How are things going? As the end of 2021 approaches, I’m grateful for my support network that helps me as I’m navigating the uncharted waters of running a business and a busy life in these tumultuous times.

  • One of the best things I’ve done this year was to join and increase participation in several groups for like-minded businesspeople. My groups are: Chief, Growth10 for Agency Owners, The Trusted Referral Network, and The Connective. Oh, and there’s Lunchclub for ad hoc, one-off connections. It’s great to know there are people who I can reach out to with questions for whom I can likewise share perspectives and inputs. These groups are all top-of-the-funnel connections sparkers for me, and I get so much out of each of them. I’ve worked hard to manage the time commitments for the meetings as well as the follow-on discussions with various members. It’s been a win for me in 2021 and I’m looking forward to improving my “systems” around these groups next year.

  • As I’m writing this, I’m listening to a Chief webinar with Adam Grant as the guest speaker. He’s talking about an experiment where salespeople were encouraged to have lunch with one another. Within 4 months, those who lunched with other salespeople earned 24% more revenue than before the experiment. Why? Because they exchanged more information that was collectively helpful. How can you apply this finding in your world?

  • Adam Grant also talked about the importance of inviting and encouraging people to provide you feedback. He said, “How I respond to feedback influences how much of it I get in the future.” I thought that was smart. He went on to give tips on making it easy for people to give you feedback, to show them you will honor it and not get defensive. He demonstrated making an observation about himself with which someone could easily agree, for example, he said, “I feel like I rambled a bit there, didn’t I?” and invited the person talking with him to give open feedback about that observation. He also offered the idea of prompting feedback with a 10-point system: “I’m always looking to improve, how was my response to your question in terms of succinctness? Was a closer to 1 or 10?” He said people will rarely go to the extremes on the scale and it gives you an opportunity to then ask how you could do better, without sounding like a perfectionist needing assurances. He’s brilliant and the webinar was just one of the benefits of Chief and other organizations that facilitate connection.

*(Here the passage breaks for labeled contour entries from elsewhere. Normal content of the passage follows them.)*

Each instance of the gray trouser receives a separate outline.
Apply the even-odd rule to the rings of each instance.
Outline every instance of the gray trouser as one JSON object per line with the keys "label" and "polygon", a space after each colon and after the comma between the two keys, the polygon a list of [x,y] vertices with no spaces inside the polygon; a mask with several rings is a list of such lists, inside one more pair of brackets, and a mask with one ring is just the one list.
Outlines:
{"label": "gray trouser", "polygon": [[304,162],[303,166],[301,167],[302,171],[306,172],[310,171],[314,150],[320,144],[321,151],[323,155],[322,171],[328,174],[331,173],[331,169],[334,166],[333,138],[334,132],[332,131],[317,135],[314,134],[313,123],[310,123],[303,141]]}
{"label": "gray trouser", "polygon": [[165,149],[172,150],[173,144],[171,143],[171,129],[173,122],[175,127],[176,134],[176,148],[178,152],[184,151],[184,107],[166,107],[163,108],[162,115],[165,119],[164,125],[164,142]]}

Do Good Spotlight: Passage Theatre of Trenton

We tend to spotlight–and donate to–charities that focus on improving lives through health care, education, and support services. This week, we’re showcasing Passage Theatre for its contributions to the arts for Trenton and the surrounding area.

Passage Theatre Company is committed to creating and producing socially relevant new plays and arts programming that deeply resonate with and reflect the community. Through professional productions, educational programs, and community engagement, they present diverse perspectives and new voices that inspire audiences and invigorate the art of live theatre. Each production is a shared experience that audiences can carry into the world and use as a catalyst for inclusive conversation, connection, and change in the community.

We donated this week and here’s where you can learn more (and donate too).

  • Are you paying your workers enough to live on? This Fast Company article shares tools and references to help ensure you’re providing optimal wages for your business and your employees.
     
  • I’m a big fan of recycling and at first was disheartened by the article about fails in recycling programs for packaged goods companies, with a sour mention of a local company that I’ve long been a fan of Terra Cycle. But in thinking about it, the situation is that the initial programs didn’t work, not that they can’t work with tweaking. And the tweaking is definitely worth it. So, in the interests of sharing what is a good intention that needs good minds to improve it, enjoy this read.
  • And speaking of flipping a situation, could the great attrition become the great attraction? Read this from McKinsey Quarterly and please let me know what you think: If you do nothing with this article other than look at “Exhibit 5” . . .  you’re welcome 😊. 
     

Okay, that’s it for this week. Remember, we feature and donate to not-for-profits with each issue so if you have one that’s near and dear to you, shout it out for consideration. I hope the rest of your week is outstanding and that your weekend provides whatever it is that will keep you in the flow!